Ihcene Zitoune Kazan Federal University https://orcid.org/0009-0003-1641-0266 (unauthenticated)

DOI:

https://doi.org/10.17308/sait/1995-5499/2025/1/133-142

Keywords:

real estate price prediction, Feature engineering, dimentionality reduction, Pca, autoencoders, One-Hot encoding, handling outliers, Target encoding

Abstract

Accurate house price prediction is considered critical for decision-making in the real estate sector, where datasets are often characterized by missing values, outliers, and skewed distributions. In this study, the impact of various data preprocessing techniques on the performance of the XGBoost algorithm for predicting house prices is investigated. A real estate dataset from Kaggle is used to analyze and compare methods such as missing value imputation, categorical encoding, log transformation, and dimensionality reduction.
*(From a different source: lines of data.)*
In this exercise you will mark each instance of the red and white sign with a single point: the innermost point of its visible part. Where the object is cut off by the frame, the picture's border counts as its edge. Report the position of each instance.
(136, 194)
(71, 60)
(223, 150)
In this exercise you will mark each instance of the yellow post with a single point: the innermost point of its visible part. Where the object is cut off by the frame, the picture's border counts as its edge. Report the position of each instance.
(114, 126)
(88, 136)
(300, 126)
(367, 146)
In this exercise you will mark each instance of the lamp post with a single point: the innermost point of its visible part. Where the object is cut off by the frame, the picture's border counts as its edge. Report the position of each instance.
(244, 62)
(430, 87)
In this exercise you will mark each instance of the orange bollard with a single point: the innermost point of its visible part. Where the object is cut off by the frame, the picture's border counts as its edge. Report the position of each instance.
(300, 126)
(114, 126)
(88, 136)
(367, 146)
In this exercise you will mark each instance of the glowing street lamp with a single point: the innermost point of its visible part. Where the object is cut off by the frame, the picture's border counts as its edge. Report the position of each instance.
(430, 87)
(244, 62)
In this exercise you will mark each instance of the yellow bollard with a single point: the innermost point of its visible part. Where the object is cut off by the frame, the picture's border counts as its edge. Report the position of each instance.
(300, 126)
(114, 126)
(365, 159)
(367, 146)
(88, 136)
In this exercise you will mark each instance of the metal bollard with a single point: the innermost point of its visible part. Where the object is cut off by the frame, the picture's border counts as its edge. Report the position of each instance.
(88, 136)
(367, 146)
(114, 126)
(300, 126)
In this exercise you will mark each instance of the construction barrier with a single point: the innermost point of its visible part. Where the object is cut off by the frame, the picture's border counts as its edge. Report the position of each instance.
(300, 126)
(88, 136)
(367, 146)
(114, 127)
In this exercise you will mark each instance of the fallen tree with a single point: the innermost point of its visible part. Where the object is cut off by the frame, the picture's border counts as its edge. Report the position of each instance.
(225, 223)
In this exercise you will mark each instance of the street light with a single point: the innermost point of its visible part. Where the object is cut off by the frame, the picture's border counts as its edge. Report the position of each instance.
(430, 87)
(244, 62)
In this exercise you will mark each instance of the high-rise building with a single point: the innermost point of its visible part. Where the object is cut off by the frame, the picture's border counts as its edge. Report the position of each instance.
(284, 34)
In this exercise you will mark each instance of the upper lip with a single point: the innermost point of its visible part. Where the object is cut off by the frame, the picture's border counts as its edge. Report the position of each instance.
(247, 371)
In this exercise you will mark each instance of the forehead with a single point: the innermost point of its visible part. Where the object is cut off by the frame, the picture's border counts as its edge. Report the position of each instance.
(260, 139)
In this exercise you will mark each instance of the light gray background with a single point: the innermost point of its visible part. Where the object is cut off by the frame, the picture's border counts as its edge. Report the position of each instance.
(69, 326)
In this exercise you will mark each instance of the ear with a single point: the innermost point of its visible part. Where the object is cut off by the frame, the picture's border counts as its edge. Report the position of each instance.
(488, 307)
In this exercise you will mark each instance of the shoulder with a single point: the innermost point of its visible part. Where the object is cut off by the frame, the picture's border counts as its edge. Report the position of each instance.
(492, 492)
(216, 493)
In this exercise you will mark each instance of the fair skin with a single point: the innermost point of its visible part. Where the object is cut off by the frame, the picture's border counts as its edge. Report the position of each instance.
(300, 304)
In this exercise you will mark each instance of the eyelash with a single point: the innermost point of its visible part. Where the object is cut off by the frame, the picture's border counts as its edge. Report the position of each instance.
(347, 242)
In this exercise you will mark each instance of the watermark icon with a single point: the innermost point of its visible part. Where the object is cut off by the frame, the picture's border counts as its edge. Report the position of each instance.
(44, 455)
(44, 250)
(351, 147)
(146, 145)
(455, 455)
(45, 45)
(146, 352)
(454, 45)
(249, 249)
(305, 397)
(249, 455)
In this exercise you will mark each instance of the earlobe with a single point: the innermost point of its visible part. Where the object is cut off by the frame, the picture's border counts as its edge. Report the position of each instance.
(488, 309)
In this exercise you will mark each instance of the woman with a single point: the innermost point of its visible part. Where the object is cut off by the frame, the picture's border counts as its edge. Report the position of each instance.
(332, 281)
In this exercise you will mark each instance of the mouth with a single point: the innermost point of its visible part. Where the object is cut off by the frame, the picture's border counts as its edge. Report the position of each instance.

The results show that preprocessing techniques significantly improve model performance, with certain approaches greatly reducing prediction errors and improving efficiency. Advanced methods, such as PCA with normalization and log transformation, produced the best results, showing the importance of choosing effective preprocessing steps. This study provides practical guidance for using data preprocessing to improve machine learning models, offering insights particularly relevant to real estate price prediction and other structured data applications.